13 August 2021

Painting of a hand holding a bloody dagger and a hen with tears
Beth Clifton collage

Regarding The Bittman Project:
“Food is Everything”

By Karen Davis, PhD, President, United Poultry Concerns

New York Times columnist Mark Bittman has launched The Bittman Project, “where we’re cultivating a ‘Food is everything’ community to help each other become better cooks and eaters.” Here’s an example of “Eat it to stay healthy” posted on August 10:

Stop Eating Chicken Soup When You're Sick!

While the project includes vegan recipes along with the animal-based recipes, it exemplifies the result of focusing only on food and opposing only “factory farming.” The animals are absorbed into the food fetish rhetoric – “our cooking feeds your soul” – just as they are absorbed into the dishes that feature them and their eggs and milk products.

While I hate giving Bittman the publicity, I think he needs to hear from us “compassionate cuisine” people. And animal advocates need to understand that Bittman is no real friend of the animals. All he has ever claimed, in a cavalier fashion, is opposition to “factory farming.”

You can politely send Mark Bittman your thoughts and concerns here: bittman@markbittman.com.

 

This Excerpt from my article Disengaged Journalism & The Disparagement & Disappearance of Animals looks at Mark Bittman.

A type of disengagement that is shown by some journalists covering disclosures of farmed animal abuse is to acknowledge, but then sabotage, the evidence by pitting the disclosure against another atrocity in a way that diminishes the significance of the one being discussed.

While many animal advocates feel that The New York Times op-ed columnists Mark Bittman and Nicholas Kristof are doing farmed animals a favor in their coverage of exposures of farmed animal abuse, I’m skeptical. This is because the attitude of both columnists toward the information they present is shallow, hedonistic, and presented in a way that undercuts the emotional impact of animal suffering, encouraging readers to focus instead on the fact that “we” love eating animals regardless of how they are treated, and that if you, dear reader, are troubled by the cruelty, try to reduce your consumption of “factory farmed” products.

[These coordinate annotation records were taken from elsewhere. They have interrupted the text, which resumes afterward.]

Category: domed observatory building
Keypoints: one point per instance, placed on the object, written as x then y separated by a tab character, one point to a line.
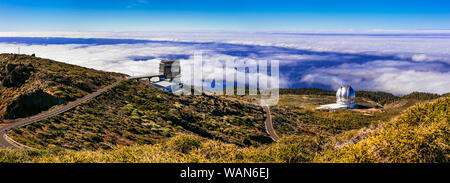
345	99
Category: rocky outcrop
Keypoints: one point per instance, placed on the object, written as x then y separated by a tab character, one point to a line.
15	75
30	104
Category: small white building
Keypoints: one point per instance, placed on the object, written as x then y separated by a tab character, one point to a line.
345	99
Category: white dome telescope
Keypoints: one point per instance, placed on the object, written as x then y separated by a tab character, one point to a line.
345	95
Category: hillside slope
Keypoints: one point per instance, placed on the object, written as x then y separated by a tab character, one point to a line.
421	134
134	113
30	84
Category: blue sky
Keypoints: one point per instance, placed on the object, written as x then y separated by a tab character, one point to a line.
175	15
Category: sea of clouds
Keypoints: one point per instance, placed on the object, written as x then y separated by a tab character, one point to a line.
398	63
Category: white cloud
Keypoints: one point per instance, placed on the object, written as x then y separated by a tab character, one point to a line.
397	64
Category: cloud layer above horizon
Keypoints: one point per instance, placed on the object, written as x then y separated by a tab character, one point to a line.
395	63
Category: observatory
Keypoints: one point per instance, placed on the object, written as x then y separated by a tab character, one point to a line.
345	99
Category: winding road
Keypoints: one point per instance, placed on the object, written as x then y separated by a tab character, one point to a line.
6	142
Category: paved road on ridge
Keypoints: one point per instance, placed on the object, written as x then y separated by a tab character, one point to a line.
4	142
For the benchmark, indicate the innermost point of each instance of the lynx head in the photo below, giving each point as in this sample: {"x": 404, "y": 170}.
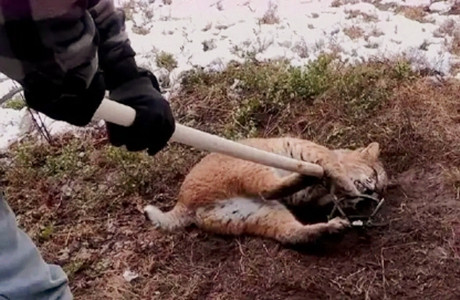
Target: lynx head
{"x": 365, "y": 169}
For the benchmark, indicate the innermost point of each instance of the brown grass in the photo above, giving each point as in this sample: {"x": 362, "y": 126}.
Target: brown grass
{"x": 355, "y": 13}
{"x": 416, "y": 13}
{"x": 81, "y": 199}
{"x": 354, "y": 32}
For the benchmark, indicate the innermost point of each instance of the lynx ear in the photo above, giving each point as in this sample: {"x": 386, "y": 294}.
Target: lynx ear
{"x": 372, "y": 151}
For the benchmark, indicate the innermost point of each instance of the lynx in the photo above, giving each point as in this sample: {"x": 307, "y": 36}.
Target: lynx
{"x": 230, "y": 196}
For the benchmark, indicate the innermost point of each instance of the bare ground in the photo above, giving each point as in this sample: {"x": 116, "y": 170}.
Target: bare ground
{"x": 98, "y": 234}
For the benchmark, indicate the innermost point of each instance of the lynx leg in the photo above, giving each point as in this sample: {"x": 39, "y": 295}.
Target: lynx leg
{"x": 176, "y": 218}
{"x": 273, "y": 187}
{"x": 238, "y": 216}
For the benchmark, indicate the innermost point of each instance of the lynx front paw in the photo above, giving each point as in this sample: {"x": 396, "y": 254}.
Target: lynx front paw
{"x": 337, "y": 224}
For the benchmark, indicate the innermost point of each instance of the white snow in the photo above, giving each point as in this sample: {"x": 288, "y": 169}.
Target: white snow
{"x": 298, "y": 30}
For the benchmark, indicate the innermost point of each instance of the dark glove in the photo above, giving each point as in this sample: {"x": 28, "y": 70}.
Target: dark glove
{"x": 71, "y": 101}
{"x": 154, "y": 123}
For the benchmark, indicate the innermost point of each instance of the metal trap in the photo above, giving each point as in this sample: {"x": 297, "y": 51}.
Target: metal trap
{"x": 361, "y": 211}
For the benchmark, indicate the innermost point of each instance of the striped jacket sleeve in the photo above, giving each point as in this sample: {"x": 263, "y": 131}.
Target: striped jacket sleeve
{"x": 62, "y": 38}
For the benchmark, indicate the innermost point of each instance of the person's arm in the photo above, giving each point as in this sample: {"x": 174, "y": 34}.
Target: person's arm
{"x": 65, "y": 56}
{"x": 51, "y": 50}
{"x": 130, "y": 85}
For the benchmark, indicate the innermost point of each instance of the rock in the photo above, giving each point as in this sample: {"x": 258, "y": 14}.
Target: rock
{"x": 440, "y": 7}
{"x": 129, "y": 275}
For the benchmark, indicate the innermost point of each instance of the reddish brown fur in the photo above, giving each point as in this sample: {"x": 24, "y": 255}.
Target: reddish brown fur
{"x": 232, "y": 196}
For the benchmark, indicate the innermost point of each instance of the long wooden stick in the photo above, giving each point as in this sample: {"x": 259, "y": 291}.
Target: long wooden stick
{"x": 123, "y": 115}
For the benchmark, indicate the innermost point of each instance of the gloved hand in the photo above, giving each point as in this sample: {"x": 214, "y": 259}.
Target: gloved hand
{"x": 69, "y": 101}
{"x": 154, "y": 123}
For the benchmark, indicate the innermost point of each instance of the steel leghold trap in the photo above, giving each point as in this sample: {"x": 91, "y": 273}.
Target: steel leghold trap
{"x": 360, "y": 211}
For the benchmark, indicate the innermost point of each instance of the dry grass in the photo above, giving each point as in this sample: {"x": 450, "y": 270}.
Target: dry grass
{"x": 80, "y": 200}
{"x": 354, "y": 32}
{"x": 270, "y": 16}
{"x": 356, "y": 13}
{"x": 416, "y": 13}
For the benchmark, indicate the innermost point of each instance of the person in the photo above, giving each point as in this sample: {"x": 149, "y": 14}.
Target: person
{"x": 67, "y": 54}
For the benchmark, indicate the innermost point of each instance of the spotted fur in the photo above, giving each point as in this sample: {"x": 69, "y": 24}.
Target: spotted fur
{"x": 230, "y": 196}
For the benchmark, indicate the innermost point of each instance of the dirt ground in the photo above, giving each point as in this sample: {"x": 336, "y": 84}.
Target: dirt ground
{"x": 416, "y": 255}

Bittman published a column in 2015 about the lifting of a ban enacted in 2012 on selling foie gras in California. Foie gras is an appetizer obtained from ducks and geese by shoving metal funnels down their throats for several weeks until their livers are gorged and they are slaughtered. In “Let Them Eat Foie Gras,” Bittman scolds not those who supply and demand foie gras, but those who oppose it: “To single out the tiniest fraction of meat production and label it ‘cruel’ is to miss the big picture, and the big picture is this: Almost all meat production in the United States is cruel.” As if animal rights advocates didn’t know this already and were ignoring “the big picture” by focusing on particular instances of farmed animal cruelty in a vacuum. Foie gras, Bittman says, may be “cruel”—a concession he undermines by placing the word cruel in quotation marks, adding that while the force-feeding process may be “unnatural,” it is not necessarily “torture,” because ducks and geese “will stuff themselves anyway.” This slur presumably alludes to the fact that wild waterfowl eat extra large quantities of food to prepare for their long-distance flights. They eat for the energy these flights require, not because they are gluttons.

Hope holding a microphone
Photo by Frank Johnston — The Washington Post

“This is not to say a few thousand ducks and geese don’t matter,” Bittman says, though the tone of his column says he thinks otherwise. He blunts the effect of the abusive situation he’s discussing by pitting it against other abuses so that by the time all the misery is massed together amid playful mini-commentaries on the prices and pleasures of specialty meats and other dainty observations, Bittman has succeeded in rendering the reader morally impotent and stupefied by the mélange. Observing that more chickens are killed in an hour in the U.S. than ducks and geese are killed for foie gras in a year, he says: “If you allow that the same is true of most animals raised in the United States . . . you are looking at an industry that produces cruelty on a scale that’s so big and overwhelming few of us can consider it rationally or regularly.”

I wonder if this is the condition Bittman wants people to be in by the time he is through. He gives no indication that he himself is doing anything in particular to help the chickens, cows and other animals whose “big picture” misery he flashes before us. He doesn’t seem to be asking the reader to either. What he says about foie gras in his final sentence may extend to the plight of all of them, that for him, it “just isn’t that important.”